HDDs are 2x the cost per byte / relative to LTO-6/LTO-7 tape per byte. ($20 / $10 per TB).

An LTO-7 drive costs around $3k.

1 tape drive + bunch of tape becomes cheaper per byte at around 300TB of stored data. (20 drives or 50 tapes).

If you want some kind of redundancy, your end up with 2 tape drives (break even at 600TB of stored data / 40 drives).

Now, what kind of raid do you do?

If you’re storing cold data and large data archives, you could afford to only store e.g. 10% redundancy.

On HDDs, if you have lots of HDDs, you can afford to spread your data and parity chunks using some kind of 2d erasure code (ceph?) such that probabilistically end up having to read data+parity chunks from 8 drives to reconstruct a missing chunk.

With tape, if you want to do some kind of raid to reconstruct something, OMG this is horribly laboriously painful.
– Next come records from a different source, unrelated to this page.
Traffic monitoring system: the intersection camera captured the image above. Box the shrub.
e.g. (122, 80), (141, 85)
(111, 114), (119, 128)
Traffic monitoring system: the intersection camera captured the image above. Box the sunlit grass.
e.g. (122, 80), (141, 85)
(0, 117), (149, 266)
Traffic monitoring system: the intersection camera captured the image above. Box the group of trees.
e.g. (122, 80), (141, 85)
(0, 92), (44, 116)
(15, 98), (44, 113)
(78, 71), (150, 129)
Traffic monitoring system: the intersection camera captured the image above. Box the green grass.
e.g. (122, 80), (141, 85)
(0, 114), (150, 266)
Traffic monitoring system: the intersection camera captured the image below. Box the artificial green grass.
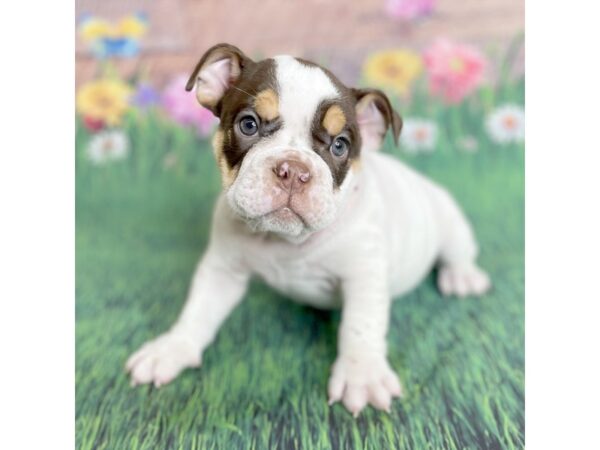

If you have a tape library with robots and tens of drives, sure… raid on tape can work, but at that point your paying more per tape than you would for a tape sitting on a shelf, or in some safe somewhere.


There just isn’t many use cases where tapes end up being cheaper or more convenient than drives.

Well… no. If you have enough disk space to temporarily hold copies of several tapes’ worth of data, it’s quite easy. Tell par2archiver what level of redundancy you want, and it’ll generate it for you. Write the parity information to tape(s), and if/when you need to recover from a missing tape or damage spread across multiple tapes, you dump all the tapes to disk again, tell par2 to do its thing and repair it all for you.

Same procedure for discs (CDs, DVDs, Blu-ray), as tapes.

Your hard drives setting on a shelf will stop working in a matter of a few years. Your tapes will be perfectly fine for decades. Your figures fail to include a lot of replacement hard drives and labor to periodically check and repair/replace them.

2 Likes

Stuff like this is exactly why we need a video about this. Some people get stuck in the hard drive mentality and forget about extra prep work you can do for stuff like LTO.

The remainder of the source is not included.